I don't agree that the usage will make it complex or harder to read--at least not for a fair number of readers. As I noted above, Greg Egan uses these non-standard pronouns extensively in Diaspora. The regular pronouns make less sense because they're less concrete and specific. Again, "they" and "their" are used with respect to individuals who do exhibit one of the two binaried genders.

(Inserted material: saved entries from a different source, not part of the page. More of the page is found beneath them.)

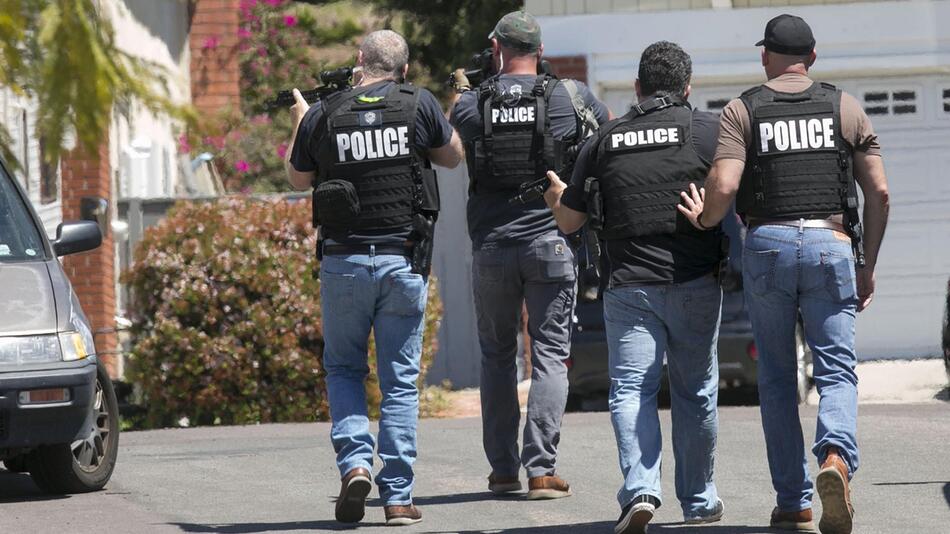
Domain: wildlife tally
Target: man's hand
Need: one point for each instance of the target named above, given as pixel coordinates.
(865, 280)
(692, 206)
(553, 195)
(299, 109)
(460, 81)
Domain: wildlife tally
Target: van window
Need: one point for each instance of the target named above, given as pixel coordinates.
(20, 239)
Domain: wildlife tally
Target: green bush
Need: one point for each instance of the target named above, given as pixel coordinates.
(227, 317)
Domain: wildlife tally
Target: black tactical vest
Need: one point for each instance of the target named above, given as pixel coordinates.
(799, 164)
(643, 161)
(372, 176)
(516, 145)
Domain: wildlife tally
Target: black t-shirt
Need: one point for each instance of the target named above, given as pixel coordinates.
(661, 258)
(491, 219)
(432, 131)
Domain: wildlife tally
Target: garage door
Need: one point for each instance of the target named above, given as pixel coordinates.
(912, 119)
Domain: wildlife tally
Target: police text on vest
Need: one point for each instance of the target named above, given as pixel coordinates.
(656, 136)
(373, 144)
(518, 115)
(802, 134)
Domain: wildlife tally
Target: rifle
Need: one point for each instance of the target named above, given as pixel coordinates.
(332, 80)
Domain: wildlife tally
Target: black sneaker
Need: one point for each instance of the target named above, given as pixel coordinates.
(635, 515)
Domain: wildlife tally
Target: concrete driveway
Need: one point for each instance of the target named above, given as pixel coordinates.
(281, 478)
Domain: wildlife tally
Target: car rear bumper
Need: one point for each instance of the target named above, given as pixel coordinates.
(26, 426)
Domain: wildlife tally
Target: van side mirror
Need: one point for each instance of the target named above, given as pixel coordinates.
(76, 236)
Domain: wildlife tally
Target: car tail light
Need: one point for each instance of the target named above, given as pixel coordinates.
(44, 396)
(752, 351)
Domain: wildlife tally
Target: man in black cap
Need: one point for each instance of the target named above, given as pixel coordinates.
(516, 126)
(790, 153)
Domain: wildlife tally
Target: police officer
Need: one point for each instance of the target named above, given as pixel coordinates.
(515, 126)
(367, 151)
(790, 152)
(663, 295)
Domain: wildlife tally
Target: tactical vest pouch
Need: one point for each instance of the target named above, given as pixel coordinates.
(336, 204)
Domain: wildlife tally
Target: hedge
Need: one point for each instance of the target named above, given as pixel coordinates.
(227, 317)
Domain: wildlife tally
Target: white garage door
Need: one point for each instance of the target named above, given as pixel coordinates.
(912, 119)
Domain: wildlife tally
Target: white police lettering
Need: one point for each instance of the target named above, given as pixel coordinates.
(518, 115)
(656, 136)
(373, 144)
(801, 134)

Ve/vis/ver are not. Thus, the latter are more specific designations.
 

Gryphos

Auror
All words are made up, right? Invented by humans to relate concepts to other humans.
Yes, of course. Believe me, I'm no language purist. I just think language can't be forced to evolve, if you get me. And I think that pronouns like xe, ve, etc aren't the right way to go.
 

Steerpike

Felis amatus
Moderator
Yes, of course. Believe me, I'm no language purist. I just think language can't be forced to evolve, if you get me. And I think that pronouns like xe, ve, etc aren't the right way to go.

I look at it somewhat like the arrival of other new terms into the lexicon: cyberpunk, cyberspace, photobomb, microaggression. Those are all relatively new words that we've pulled into the language. In the case of pronouns, a perceptual shift is required in addition to simply adopting the new words, thus the resistance.

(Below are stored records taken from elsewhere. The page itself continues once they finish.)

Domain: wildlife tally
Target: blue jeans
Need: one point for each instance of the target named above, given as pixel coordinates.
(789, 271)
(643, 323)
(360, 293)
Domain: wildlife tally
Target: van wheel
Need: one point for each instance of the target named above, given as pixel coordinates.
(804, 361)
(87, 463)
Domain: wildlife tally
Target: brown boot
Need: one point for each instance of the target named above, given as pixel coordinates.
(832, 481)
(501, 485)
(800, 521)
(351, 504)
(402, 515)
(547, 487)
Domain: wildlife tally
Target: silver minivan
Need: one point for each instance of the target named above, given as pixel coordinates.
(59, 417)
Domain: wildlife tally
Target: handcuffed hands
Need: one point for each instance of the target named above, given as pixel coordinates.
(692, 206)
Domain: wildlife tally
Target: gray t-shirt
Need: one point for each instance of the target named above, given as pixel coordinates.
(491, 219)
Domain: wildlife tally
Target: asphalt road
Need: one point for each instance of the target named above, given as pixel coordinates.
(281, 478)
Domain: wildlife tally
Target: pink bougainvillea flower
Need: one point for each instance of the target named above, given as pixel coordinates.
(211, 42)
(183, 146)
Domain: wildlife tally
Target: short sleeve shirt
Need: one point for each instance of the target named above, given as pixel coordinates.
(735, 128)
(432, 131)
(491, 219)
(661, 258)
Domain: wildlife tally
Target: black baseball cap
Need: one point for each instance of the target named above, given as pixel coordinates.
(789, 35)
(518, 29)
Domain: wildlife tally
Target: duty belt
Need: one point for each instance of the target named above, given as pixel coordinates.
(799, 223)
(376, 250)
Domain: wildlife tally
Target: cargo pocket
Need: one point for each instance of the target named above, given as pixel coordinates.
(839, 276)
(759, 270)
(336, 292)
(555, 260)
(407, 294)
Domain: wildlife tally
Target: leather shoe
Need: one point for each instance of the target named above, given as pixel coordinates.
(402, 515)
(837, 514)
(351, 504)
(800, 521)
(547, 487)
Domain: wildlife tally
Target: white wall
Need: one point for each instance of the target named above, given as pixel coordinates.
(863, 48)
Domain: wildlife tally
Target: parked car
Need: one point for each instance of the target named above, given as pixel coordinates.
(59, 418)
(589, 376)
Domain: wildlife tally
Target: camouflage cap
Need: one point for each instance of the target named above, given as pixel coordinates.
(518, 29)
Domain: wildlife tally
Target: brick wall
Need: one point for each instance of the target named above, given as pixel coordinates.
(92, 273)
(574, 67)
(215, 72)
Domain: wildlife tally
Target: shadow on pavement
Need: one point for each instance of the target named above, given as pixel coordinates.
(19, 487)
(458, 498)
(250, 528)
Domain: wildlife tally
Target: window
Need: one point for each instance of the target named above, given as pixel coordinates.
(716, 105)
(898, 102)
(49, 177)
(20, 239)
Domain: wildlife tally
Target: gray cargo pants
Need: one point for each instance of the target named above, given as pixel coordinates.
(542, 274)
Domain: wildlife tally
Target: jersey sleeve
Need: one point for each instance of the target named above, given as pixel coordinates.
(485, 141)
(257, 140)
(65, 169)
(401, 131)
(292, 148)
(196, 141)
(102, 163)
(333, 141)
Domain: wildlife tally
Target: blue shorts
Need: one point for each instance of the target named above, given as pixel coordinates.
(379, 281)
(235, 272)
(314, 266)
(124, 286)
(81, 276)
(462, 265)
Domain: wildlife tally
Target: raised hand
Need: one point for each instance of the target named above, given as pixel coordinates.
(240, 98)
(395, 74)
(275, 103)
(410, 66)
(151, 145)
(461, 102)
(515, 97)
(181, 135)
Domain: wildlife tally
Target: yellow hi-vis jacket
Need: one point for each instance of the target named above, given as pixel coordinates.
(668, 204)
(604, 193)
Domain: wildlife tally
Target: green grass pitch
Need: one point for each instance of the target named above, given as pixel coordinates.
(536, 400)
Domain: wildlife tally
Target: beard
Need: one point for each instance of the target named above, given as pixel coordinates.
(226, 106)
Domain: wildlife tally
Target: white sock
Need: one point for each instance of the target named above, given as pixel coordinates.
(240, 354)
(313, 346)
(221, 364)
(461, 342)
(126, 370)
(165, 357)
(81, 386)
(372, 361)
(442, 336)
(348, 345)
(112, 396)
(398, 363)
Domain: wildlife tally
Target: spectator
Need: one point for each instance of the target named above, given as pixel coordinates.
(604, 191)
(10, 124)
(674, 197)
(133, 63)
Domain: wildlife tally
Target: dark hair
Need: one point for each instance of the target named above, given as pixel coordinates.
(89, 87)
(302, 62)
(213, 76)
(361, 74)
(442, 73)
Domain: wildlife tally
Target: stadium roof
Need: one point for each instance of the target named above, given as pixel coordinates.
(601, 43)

In any event, the discussion is an interesting one. I tend to like more concrete or specific terms as opposed to more vague or ambiguous ones, which is why I lean toward the approach taken by Egan and others.
 

Svrtnsse

Staff
Article Team
There's also the cultural issue of neutral gender pronouns. This may not be an issue in this case, but it's still an interesting thing to bring up. A few years back Sweden introduced a gender neutral pronoun (hen) into the dictionary. From what I understand it's seeing some use and slowly gaining acceptance as an everyday word, but it's not without struggle.

As I understand it the controversy isn't in a new word being added but in what this specific word represents symbolically. Getting into a discussion about it would probably lead to the "no politics" rule getting violated real fast, but if anyone's interested you can look it up online.

The first few years after it was added I rarely saw it other than in the context of people making fun of it, but these days many of my friends back in Sweden are using it in their social media updates. In another generation or so it's unlikely anyone will bat an eyelid at it.